Como consecuencia de esos procesos, se ha verificado una metamorfosis  en que la política  incorpora como suyas las prácticas y metodologías que habitualmente han distinguido el accionar de los medios, dada su necesidad de supervivencia, legitimación y visibilidad.

Los medios, por su parte, también se han apropiado de las funciones cardinales de los institutos políticos tradicionales a partir del valor que supone el disponer del poder simbólico. Esa práctica los ha llevado a convertirse en partidos mediáticos, como una lógica distintiva de la racionalidad que dimana de los procesos de mediatización de la política de la contemporaneidad. Si bien es cierto que esos partidos mediáticos han trabajado como  articuladores del espectro político que representan, su actividad ha estado enfilada a la lucha por poder, como el campo prioritario de la política que significa imponer modos de comprender y significar para incidir en la toma de decisiones.

La prensa cumple funciones políticas dadas su imbricación al sistema político y sus instituciones; ello se verifica  a partir de las relaciones que establece en ese ámbito para el cumplimiento de su encargo social que apunta a la formación de opinión pública y fabricación del consenso. Esa función política se trata de invisibilizar bajo el velo aséptico de la objetividad y la imparcialidad, principios que supuestamente legitiman el modelo de democracia capitalista.

Esa construcción simbólica se desdibuja cuando la  crisis se hace presente en el sistema; es entonces cuando se pone por delante la salvaguarda de los intereses de la clase dominante, se cierran filas y se hace mucho más evidente  el papel de actor político de primer orden de los medios de comunicación.

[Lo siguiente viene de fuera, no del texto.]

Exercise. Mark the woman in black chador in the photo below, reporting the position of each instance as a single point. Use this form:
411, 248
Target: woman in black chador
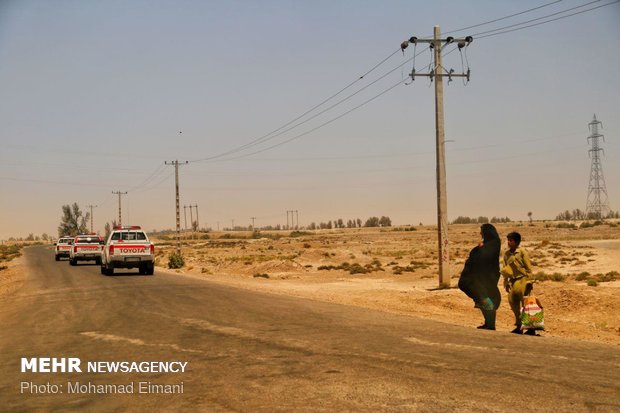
481, 274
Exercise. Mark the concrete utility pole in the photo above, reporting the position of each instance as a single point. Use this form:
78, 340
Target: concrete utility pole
185, 217
197, 221
437, 74
176, 185
191, 220
119, 193
91, 216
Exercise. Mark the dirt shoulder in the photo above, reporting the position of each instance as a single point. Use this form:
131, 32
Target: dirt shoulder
402, 277
11, 277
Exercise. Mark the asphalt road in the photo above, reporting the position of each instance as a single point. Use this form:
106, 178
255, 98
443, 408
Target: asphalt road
254, 352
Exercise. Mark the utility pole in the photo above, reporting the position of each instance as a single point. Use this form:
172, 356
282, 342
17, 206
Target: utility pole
185, 217
91, 216
119, 193
176, 185
191, 220
197, 221
437, 74
597, 203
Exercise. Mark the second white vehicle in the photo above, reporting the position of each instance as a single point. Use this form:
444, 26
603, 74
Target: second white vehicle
86, 247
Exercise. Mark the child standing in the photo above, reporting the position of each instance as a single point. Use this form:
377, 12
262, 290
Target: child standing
517, 271
532, 315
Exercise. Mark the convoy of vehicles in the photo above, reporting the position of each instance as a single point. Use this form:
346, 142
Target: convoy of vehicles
126, 247
86, 247
63, 247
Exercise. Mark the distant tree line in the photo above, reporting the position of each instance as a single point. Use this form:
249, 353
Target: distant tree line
579, 215
480, 220
353, 223
73, 221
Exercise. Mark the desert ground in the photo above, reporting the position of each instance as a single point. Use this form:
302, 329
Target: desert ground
395, 270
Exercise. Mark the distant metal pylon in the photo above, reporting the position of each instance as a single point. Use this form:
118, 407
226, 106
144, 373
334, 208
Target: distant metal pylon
597, 204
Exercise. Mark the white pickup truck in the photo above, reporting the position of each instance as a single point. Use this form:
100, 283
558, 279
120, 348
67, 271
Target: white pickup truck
86, 247
63, 247
128, 247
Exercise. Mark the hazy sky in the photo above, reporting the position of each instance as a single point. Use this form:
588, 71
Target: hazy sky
93, 95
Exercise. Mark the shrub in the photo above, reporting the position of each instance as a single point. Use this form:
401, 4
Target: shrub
175, 260
566, 225
582, 276
295, 234
358, 269
610, 276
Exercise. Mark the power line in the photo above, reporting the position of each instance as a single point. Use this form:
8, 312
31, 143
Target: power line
269, 136
503, 18
497, 32
317, 127
240, 149
265, 137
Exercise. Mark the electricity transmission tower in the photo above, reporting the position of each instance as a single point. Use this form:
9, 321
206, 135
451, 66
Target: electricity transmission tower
597, 204
438, 73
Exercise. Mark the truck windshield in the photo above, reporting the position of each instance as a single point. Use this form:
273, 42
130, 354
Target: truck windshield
129, 236
89, 240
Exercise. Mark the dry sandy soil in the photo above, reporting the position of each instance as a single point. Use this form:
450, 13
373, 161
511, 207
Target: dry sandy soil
402, 275
402, 271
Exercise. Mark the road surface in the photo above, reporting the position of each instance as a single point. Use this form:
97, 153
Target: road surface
253, 352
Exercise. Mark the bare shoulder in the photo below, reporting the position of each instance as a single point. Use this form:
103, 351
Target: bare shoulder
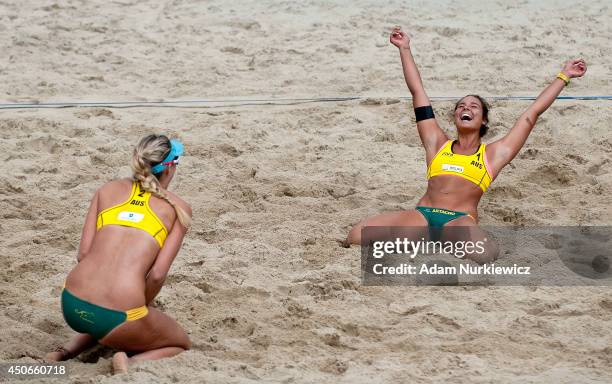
180, 202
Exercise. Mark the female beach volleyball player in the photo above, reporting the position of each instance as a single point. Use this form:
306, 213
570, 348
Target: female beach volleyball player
460, 171
132, 233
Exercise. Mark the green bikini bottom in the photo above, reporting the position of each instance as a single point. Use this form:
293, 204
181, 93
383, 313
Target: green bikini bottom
437, 217
85, 317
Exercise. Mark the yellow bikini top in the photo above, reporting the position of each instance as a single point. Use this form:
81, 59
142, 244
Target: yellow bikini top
135, 213
471, 167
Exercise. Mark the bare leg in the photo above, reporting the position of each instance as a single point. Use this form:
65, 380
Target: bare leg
411, 218
155, 336
72, 348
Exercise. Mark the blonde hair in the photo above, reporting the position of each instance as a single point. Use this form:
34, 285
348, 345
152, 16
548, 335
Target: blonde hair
151, 150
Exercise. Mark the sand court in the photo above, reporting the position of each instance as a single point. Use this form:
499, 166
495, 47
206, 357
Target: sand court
262, 285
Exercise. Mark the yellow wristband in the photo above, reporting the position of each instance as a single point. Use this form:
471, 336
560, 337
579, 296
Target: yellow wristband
563, 77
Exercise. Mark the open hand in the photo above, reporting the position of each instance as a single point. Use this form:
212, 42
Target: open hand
575, 68
399, 38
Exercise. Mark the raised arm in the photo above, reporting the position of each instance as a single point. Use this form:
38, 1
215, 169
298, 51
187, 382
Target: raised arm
89, 228
431, 135
502, 151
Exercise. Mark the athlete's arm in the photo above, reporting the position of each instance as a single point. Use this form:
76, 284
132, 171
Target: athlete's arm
158, 272
502, 151
89, 228
431, 135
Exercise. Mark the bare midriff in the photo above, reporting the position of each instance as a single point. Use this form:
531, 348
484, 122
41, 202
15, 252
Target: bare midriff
113, 273
452, 192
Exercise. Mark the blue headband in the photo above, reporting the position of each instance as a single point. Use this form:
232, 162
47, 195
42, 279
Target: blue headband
176, 150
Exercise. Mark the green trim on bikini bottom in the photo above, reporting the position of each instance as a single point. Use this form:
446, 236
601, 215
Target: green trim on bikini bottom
85, 317
437, 217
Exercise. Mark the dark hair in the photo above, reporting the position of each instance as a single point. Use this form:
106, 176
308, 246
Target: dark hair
485, 113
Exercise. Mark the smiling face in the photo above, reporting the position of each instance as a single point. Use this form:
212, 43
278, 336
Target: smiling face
470, 113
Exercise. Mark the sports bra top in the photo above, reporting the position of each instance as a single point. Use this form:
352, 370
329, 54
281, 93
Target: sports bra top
471, 167
135, 213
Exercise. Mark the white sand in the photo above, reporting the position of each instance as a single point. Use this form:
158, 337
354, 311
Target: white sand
261, 284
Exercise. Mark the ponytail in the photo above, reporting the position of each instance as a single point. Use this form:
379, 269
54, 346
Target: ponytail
152, 150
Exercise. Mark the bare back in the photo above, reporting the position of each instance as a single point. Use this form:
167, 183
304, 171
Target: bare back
112, 273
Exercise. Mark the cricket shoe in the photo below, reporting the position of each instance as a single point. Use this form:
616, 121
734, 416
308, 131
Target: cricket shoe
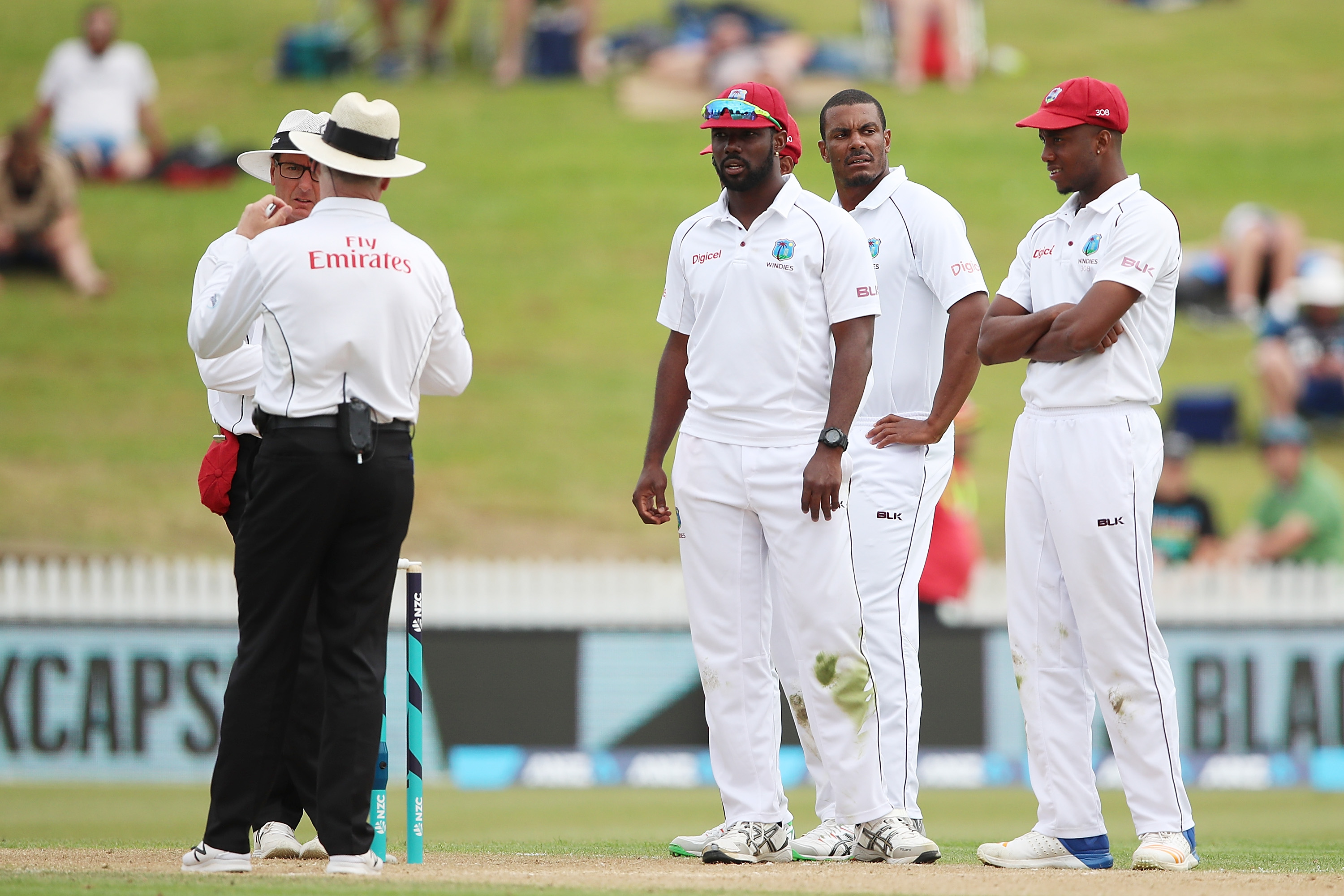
894, 840
748, 843
276, 840
366, 864
207, 860
693, 845
1041, 851
827, 843
1168, 851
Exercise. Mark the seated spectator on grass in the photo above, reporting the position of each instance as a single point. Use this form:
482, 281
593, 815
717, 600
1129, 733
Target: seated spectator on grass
1260, 248
97, 93
1301, 361
1183, 523
39, 220
1301, 517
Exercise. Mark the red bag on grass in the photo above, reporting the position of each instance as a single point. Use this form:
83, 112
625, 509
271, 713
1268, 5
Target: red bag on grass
217, 473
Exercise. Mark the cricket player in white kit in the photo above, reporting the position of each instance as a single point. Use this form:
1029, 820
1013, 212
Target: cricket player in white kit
924, 366
758, 287
1090, 302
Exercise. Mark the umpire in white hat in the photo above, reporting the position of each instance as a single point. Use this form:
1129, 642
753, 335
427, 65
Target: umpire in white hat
359, 320
232, 382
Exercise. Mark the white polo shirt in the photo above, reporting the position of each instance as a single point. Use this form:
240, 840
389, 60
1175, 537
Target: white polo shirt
230, 379
1124, 236
97, 97
925, 267
354, 307
758, 306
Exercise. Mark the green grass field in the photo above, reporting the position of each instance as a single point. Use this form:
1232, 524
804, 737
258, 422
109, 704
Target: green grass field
1293, 831
554, 213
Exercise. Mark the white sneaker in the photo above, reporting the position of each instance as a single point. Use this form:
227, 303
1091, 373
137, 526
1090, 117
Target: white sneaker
276, 840
827, 843
694, 844
1041, 851
207, 860
1168, 851
366, 864
896, 841
750, 841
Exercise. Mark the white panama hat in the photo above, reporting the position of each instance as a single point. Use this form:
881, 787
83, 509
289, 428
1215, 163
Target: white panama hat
257, 163
361, 139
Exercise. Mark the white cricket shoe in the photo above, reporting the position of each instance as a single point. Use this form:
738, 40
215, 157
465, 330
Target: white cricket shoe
207, 860
276, 840
746, 843
827, 843
1041, 851
693, 845
1167, 849
366, 864
896, 841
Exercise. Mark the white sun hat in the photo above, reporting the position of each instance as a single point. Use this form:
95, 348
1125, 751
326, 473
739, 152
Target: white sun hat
257, 163
361, 139
1322, 283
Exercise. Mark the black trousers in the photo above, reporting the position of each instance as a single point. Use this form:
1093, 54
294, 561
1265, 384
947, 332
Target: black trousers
319, 528
295, 789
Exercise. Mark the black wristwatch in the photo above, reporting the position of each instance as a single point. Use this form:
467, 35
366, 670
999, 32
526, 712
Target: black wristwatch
834, 437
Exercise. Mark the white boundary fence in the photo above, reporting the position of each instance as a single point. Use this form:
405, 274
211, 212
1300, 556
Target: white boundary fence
596, 594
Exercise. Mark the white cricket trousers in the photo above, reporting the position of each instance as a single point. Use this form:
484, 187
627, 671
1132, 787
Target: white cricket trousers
740, 512
893, 493
1080, 559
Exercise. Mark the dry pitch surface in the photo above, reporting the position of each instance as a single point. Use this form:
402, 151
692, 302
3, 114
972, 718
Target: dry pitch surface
511, 874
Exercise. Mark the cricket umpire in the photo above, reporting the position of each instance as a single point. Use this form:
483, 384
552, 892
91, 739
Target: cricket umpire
359, 322
1090, 302
232, 382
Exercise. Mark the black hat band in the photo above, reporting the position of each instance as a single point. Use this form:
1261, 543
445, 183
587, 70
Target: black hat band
281, 143
357, 143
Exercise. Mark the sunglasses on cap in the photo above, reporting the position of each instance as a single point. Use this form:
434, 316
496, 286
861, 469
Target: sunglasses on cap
738, 111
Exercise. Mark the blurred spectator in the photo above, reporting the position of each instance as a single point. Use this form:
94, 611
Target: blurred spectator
1183, 523
955, 544
557, 29
930, 37
1301, 361
1261, 249
97, 93
1301, 517
729, 43
39, 220
390, 62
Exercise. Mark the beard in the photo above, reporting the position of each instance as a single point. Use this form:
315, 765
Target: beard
753, 178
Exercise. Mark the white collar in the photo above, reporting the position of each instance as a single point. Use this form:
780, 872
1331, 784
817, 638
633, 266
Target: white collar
783, 203
882, 193
1108, 201
350, 203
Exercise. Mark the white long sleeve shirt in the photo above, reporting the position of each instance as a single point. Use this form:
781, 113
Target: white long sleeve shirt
353, 307
230, 379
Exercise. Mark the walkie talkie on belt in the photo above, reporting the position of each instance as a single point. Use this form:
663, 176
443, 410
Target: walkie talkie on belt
355, 429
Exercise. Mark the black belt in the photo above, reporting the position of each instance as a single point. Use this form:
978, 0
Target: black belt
328, 422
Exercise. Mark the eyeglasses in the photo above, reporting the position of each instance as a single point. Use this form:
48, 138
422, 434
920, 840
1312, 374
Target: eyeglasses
293, 171
738, 111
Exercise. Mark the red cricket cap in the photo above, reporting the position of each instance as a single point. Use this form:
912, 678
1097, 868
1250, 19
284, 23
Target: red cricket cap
757, 95
792, 143
1081, 101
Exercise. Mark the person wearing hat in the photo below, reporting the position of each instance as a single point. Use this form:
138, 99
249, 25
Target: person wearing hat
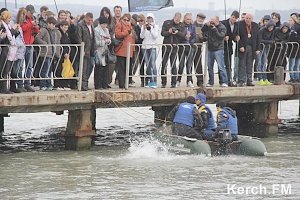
30, 30
42, 17
227, 119
199, 22
186, 119
231, 28
149, 34
209, 124
102, 39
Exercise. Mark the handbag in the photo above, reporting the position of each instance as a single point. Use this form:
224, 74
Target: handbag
111, 56
117, 42
68, 70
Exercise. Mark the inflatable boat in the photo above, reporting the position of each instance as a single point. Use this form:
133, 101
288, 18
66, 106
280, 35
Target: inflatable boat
245, 145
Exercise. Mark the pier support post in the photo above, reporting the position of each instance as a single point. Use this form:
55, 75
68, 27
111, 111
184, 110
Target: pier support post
80, 129
161, 113
1, 123
258, 119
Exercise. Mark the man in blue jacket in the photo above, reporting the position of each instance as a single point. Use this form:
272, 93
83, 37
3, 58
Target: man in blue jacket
227, 119
209, 124
186, 119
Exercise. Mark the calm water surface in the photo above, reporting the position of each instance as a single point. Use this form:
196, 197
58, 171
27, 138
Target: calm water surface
125, 163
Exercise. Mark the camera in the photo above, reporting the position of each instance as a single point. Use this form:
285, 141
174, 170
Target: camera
212, 24
148, 27
3, 29
174, 30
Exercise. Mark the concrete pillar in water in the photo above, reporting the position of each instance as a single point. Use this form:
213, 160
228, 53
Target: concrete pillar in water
258, 119
80, 129
161, 113
1, 123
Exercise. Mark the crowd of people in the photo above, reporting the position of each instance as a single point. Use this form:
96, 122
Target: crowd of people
260, 47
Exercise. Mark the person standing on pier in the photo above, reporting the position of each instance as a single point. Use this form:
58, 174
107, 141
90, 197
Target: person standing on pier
215, 33
86, 34
248, 46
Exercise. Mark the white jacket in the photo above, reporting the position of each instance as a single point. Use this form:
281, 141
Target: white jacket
149, 37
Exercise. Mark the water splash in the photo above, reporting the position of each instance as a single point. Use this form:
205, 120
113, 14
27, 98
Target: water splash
148, 148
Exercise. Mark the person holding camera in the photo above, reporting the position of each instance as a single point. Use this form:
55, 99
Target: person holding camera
173, 32
215, 32
187, 51
149, 34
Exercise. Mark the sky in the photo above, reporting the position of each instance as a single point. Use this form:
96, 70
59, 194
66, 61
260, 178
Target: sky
202, 4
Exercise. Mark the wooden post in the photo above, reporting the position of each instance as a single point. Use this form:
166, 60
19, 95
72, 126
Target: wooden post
80, 129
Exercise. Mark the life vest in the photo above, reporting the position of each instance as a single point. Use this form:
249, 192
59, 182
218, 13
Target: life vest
211, 120
232, 121
184, 114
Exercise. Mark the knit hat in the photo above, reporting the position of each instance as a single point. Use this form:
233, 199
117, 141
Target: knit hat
201, 15
135, 17
2, 10
202, 97
103, 20
236, 14
220, 104
267, 17
190, 99
270, 23
30, 8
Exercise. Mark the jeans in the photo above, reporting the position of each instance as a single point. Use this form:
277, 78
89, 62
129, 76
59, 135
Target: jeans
186, 55
169, 53
46, 73
150, 59
262, 65
219, 57
16, 72
245, 70
294, 65
28, 64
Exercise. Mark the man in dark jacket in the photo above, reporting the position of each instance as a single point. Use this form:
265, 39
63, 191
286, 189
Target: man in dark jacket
86, 34
265, 35
277, 55
199, 23
248, 46
231, 28
215, 32
173, 32
186, 119
226, 119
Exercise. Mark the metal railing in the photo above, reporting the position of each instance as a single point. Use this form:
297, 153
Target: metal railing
176, 56
28, 63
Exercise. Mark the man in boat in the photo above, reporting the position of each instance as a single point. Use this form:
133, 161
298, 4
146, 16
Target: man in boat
209, 124
226, 119
186, 119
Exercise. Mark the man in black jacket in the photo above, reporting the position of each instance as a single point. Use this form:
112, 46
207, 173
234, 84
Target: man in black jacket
215, 32
231, 28
173, 32
248, 46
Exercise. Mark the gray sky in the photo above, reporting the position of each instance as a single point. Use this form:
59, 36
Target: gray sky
247, 5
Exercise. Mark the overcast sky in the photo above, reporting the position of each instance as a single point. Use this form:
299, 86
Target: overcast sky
201, 4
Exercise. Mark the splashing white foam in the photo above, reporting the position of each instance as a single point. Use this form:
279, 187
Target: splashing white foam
150, 149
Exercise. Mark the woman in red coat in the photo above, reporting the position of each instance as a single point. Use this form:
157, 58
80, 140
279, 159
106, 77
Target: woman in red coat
124, 32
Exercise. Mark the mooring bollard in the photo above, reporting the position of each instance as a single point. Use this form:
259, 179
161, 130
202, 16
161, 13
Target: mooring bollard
279, 75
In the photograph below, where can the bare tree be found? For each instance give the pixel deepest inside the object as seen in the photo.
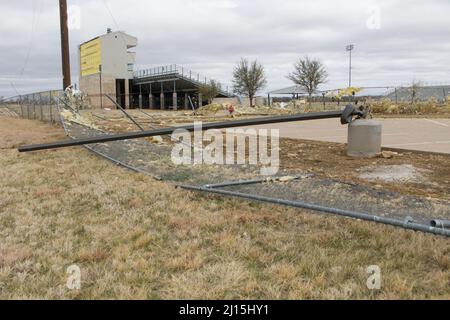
(248, 79)
(210, 90)
(308, 74)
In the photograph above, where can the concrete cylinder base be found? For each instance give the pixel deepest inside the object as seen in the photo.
(364, 138)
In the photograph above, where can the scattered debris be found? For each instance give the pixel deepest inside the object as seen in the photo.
(394, 173)
(77, 118)
(389, 154)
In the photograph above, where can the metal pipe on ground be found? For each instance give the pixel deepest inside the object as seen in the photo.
(255, 181)
(336, 211)
(190, 128)
(438, 223)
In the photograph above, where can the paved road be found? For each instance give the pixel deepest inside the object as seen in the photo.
(416, 134)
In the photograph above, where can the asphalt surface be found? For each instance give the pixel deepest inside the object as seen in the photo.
(415, 134)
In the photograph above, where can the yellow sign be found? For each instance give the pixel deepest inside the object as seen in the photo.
(90, 57)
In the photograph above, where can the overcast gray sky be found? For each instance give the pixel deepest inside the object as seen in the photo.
(396, 41)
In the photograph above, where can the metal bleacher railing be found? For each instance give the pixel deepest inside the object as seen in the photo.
(175, 70)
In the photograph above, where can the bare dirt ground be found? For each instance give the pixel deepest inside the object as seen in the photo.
(135, 237)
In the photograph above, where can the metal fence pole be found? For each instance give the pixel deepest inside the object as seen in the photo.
(50, 113)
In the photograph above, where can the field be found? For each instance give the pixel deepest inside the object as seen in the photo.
(135, 237)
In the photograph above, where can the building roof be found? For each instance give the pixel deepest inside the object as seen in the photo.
(290, 90)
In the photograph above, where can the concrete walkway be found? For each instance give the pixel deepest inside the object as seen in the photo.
(416, 134)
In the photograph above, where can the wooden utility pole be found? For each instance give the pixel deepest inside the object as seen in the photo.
(64, 43)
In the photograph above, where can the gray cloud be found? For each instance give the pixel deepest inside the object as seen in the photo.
(210, 36)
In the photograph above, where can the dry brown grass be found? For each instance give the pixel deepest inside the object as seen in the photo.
(134, 237)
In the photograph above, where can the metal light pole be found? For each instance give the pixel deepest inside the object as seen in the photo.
(350, 48)
(64, 43)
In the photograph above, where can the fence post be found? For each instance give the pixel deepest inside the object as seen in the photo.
(50, 113)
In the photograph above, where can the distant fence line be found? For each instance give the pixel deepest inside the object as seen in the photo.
(34, 106)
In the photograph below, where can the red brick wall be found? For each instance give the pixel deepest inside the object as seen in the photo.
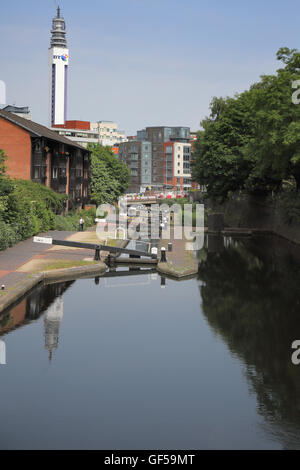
(82, 125)
(16, 143)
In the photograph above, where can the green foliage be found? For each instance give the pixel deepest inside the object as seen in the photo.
(109, 177)
(70, 221)
(252, 142)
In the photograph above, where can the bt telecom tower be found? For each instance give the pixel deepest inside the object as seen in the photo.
(58, 66)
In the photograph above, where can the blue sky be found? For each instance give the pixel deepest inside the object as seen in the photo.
(144, 62)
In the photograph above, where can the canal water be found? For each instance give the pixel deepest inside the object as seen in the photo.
(136, 361)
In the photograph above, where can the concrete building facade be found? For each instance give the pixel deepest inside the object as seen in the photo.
(58, 71)
(177, 166)
(108, 133)
(137, 156)
(158, 136)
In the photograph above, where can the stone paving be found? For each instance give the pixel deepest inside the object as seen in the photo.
(12, 259)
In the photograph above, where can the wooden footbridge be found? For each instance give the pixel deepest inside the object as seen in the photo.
(96, 248)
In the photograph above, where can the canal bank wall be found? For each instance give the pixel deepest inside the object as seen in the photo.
(277, 214)
(23, 287)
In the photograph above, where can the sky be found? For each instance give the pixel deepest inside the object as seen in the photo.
(144, 62)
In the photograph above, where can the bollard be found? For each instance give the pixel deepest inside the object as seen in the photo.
(163, 258)
(97, 254)
(154, 250)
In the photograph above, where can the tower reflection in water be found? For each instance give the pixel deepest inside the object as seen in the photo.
(52, 320)
(2, 353)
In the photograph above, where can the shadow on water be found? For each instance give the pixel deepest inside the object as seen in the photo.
(251, 298)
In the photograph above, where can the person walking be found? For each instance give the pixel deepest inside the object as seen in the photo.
(81, 224)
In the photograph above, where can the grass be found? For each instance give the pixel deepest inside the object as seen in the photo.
(67, 264)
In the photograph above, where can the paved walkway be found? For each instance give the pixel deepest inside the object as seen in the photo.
(13, 258)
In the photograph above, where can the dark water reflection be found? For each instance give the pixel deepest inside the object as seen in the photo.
(134, 360)
(251, 298)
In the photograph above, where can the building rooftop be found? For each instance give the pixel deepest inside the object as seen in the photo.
(38, 130)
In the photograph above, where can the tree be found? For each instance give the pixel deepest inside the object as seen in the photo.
(3, 158)
(109, 177)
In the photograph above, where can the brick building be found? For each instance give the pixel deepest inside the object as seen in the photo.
(36, 153)
(177, 166)
(137, 156)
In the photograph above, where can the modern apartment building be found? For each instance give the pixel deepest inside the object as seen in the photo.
(108, 133)
(22, 111)
(158, 136)
(85, 132)
(36, 153)
(77, 131)
(176, 165)
(58, 71)
(137, 156)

No siempre el poder que se atribuye a los medios cristaliza pese a su colosal capacidad para definir y estructurar las percepciones de la realidad. El mito de medios todopoderosos carece de sentido cuando éstos asumen un discurso contrafáctico, ajeno al contexto y la realidad. Semejante práctica los descalifica y lleva a la falta de credibilidad, abriéndose paso una nueva  politicidad representada por emergentes actores sociales, incluyendo nuevos medios de comunicación (alternativos) que actúan y contraponen un ejercicio contrahegemónico a ese poder en crisis.

Notas:

(1) Thompson se refiere, además, al poder económico (relacionado con la actividad productiva y sus resultados en función del desarrollo), el político (vinculado al Estado y a la red de instituciones que regulan el orden social), y el coercitivo (supone el uso de la fuerza física para la conservación del sistema).

(2) Para el filósofo italiano “El ejercicio normal de la hegemonía (...) se caracteriza por una combinación de fuerza y consenso, que se equilibran de diferentes maneras, sin que la fuerza predomine demasiado sobre el consenso, y tratando de que la fuerza aparezca apoyada en la aprobación de la mayoría, mediante los llamados órganos de la opinión pública” (Gramsci, citado por Acanda, 2002: 245).

(3) Bernard Cohen: “Puede ser que la prensa no tenga mucho éxito en indicar a la gente qué pensar, pero tiene éxito sorprendente en sus lectores al decirle sobre qué pensar”.